[215] Ὀργυιά.] A great depth. We cannot suppose the snow to have been of that depth everywhere. None of the commentators make any remark.

[216] Ἐβουλιμίασαν.] Spelman quotes a description of the βουλιμία or βούλιμος from Galen Med. Def., in which it is said to be "a disease in which the patient frequently craves for food, loses the use of his limbs, falls down, turns pale, feels his extremities become cold, his stomach oppressed, and his pulse feeble." Here, however, it seems to mean little more than a faintness from long fasting.

[217] That this number is corrupt is justly suspected by Weiske, and shown at some length by Krüger de Authent. p. 47. Bornemann, in his preface, p. xxiv., proposes ἑπτὰ καὶ ἑκατὸν, a hundred and seven. Strabo, xi. 14, says that the satrap of Armenia used to send annually to the king of Persia twenty thousand horses. Kühner. Krüger, 1. c., suggests that Xenophon may have written Σ' two hundred, instead, of ΙΖ', seventeen. In sect. [35] we find Xenophon taking some of these horses himself, and giving one to each of the other generals and captains; so that the number must have been considerable.

[218] "This description of a village on the Armenian uplands applies itself to many that I visited in the present day. The descent by wells is now rare, but is still to be met with; but in exposed and elevated situations, the houses are uniformly semi-subterraneous, and entered by as small an aperture as possible, to prevent the cold getting in. Whatever is the kind of cottage used, cows, sheep, goats, and fowls participate with the family in the warmth and protection thereof." Ainsw. Travels, p. 178.

[219] Οἶνος κρίθινος.] Something like our beer. See Diod. Sic. i. 20, 34; iv. 2; Athenæus i. 14; Herod, ii. 77; Tacit. Germ. c. 23. "The barley-wine I never met with." Ainsw. p. 178.

[220] The reeds were used, says Krüger, that none of the grains of barley might be taken into the mouth.

[221] Xenophon seems to mean grape-wine, rather than to refer to the barley-wine just before mentioned, of which the taste does not appear to have been much liked by the Greeks. Wine from grapes was not made, it is probable, in these parts, on account of the cold, but Strabo speaks of the οἶνος Μοναρίτης of Armenia Minor as not inferior to any of the Greek wines. Schneider.

[222] Σκηνοῦντας.] Convivantes, epulantes.

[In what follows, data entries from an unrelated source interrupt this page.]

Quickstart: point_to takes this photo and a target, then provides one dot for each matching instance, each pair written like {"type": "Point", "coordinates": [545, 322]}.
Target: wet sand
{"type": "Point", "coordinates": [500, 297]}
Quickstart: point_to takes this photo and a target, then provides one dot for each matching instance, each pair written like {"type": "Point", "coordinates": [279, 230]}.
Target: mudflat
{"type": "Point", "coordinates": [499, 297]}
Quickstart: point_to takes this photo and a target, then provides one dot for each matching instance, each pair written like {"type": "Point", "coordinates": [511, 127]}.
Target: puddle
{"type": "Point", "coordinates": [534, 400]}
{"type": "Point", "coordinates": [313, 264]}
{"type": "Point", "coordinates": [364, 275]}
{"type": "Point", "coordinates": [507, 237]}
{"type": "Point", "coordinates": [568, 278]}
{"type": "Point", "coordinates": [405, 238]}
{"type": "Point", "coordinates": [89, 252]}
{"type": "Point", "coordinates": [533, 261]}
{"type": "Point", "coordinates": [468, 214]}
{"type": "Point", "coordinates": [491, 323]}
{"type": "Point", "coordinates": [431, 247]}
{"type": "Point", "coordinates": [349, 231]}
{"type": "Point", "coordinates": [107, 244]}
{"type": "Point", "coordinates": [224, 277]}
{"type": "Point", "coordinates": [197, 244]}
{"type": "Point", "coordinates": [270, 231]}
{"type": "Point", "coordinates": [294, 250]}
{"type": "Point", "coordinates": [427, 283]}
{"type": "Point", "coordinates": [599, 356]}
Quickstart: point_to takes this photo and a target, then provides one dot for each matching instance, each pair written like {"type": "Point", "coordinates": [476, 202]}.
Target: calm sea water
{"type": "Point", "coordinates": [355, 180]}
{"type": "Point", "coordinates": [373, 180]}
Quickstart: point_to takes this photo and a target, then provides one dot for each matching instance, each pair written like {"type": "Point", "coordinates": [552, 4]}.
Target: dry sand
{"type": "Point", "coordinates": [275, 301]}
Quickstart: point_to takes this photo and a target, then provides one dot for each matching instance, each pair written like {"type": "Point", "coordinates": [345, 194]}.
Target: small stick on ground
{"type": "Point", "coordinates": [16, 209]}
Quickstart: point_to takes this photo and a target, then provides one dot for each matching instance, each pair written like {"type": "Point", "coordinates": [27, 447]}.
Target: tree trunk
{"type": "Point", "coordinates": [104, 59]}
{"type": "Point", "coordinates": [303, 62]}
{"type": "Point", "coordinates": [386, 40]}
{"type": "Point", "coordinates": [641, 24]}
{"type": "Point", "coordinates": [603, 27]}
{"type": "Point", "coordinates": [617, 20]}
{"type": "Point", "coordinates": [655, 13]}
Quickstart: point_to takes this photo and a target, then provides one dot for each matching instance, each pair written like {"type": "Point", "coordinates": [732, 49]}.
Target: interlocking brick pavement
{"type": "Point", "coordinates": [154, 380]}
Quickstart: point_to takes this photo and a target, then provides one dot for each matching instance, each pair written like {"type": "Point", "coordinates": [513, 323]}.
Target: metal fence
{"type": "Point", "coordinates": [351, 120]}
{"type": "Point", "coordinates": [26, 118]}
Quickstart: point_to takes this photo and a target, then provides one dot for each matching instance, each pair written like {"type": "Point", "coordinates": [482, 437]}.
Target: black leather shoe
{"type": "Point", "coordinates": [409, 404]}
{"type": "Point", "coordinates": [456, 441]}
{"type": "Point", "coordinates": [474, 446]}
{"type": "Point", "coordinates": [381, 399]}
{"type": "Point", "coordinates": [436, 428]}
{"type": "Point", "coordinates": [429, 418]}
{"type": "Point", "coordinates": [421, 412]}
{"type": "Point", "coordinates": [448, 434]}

Comp. v. 3. 9; vii. 3. 15. Kühner. Having no flowers or green herbs to make chaplets, which the Greeks wore at feasts, they used hay.

[223] This is rather oddly expressed; for the guide and the chief were the same person.

[224] Not the Colchian Phasis, which flows into the Euxine, but a river of Armenia (Ἀράξης, now Aras) which runs into the Caspian. See Ainsworth, Travels, p. 179, 247. However Xenophon himself seems to have confounded this Phasis with that of Colchis. See Rennell, p. 230. Kühner.